Asharaf Tapsoba

Personal information
- Full name: Asharaf Loukman Tapsoba
- Date of birth: 30 March 2010 (age 15)
- Place of birth: Ziniaré, Burkina Faso
- Height: 1.82 m (6 ft 0 in)
- Position: Forward

Team information
- Current team: Réal du Faso [de]

Youth career
- Élite Sport International de Ziniare
- 2011–: Réal du Faso [de]

International career^{‡}
- Years: Team / Apps / (Gls)
- 2025–: Burkina Faso U17 / 6 / (7)

= Asharaf Tapsoba =

Burkinabe footballer (born 2010)

Asharaf Loukman Tapsoba (born 30 March 2010) is a Burkinabe professional footballer who plays as a forward for Réal du Faso.

==Early life==
Tapsoba was born on 30 March 2010 in Burkina Faso. The son of Adama, he started playing football at the age of eight.

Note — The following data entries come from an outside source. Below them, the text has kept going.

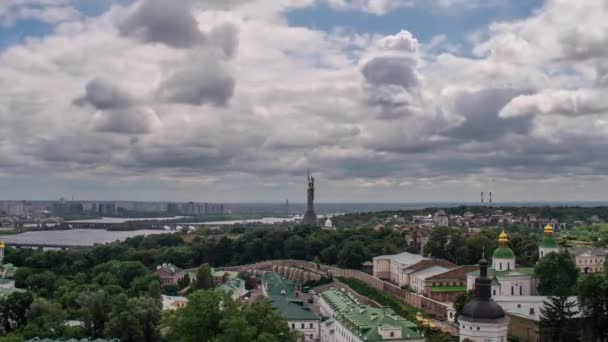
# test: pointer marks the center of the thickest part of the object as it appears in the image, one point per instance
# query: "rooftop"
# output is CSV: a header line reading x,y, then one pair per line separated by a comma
x,y
405,258
548,242
508,273
4,292
429,272
281,296
455,273
169,268
365,321
231,286
276,285
503,253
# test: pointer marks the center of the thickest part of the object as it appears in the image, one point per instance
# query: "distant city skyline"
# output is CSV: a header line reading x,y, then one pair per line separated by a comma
x,y
231,101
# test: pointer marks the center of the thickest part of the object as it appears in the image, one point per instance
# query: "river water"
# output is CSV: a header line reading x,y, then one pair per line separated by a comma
x,y
74,237
89,237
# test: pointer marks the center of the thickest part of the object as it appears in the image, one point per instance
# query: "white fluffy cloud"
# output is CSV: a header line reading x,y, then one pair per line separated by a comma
x,y
228,95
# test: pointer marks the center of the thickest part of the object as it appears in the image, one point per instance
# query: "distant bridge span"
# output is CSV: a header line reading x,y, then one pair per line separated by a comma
x,y
45,245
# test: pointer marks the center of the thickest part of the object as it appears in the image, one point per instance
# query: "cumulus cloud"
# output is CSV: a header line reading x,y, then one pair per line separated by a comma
x,y
205,81
134,120
167,22
156,96
225,37
378,7
103,95
402,41
480,112
559,102
397,71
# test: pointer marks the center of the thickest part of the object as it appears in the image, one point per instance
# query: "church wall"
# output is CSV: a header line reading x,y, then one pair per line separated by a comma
x,y
503,264
483,332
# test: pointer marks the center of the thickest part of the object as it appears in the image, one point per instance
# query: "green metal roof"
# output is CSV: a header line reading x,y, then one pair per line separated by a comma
x,y
276,285
231,286
364,320
7,291
548,242
515,272
292,309
38,339
281,295
503,253
448,289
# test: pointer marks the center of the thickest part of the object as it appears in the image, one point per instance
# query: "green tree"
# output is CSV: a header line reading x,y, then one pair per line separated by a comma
x,y
295,248
593,301
45,319
329,255
200,320
461,300
558,320
154,290
134,319
13,309
204,278
449,244
352,254
95,308
42,283
249,279
557,274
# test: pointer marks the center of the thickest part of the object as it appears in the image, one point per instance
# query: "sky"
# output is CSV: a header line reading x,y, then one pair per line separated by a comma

A native of Ziniaré, Burkina Faso, he grew up regarding Portugal international Cristiano Ronaldo as his football idol.

==Club career==
As a youth player, Tapsoba joined the youth academy of Burkinabe side Élite Sport International de Ziniare. At the age of eleven, he joined the youth academy of Réal du Faso.

==International career==
Tapsoba is a Burkina Faso youth international. During April 2025, he played for the Burkina Faso national under-17 football team at the 2025 U-17 Africa Cup of Nations.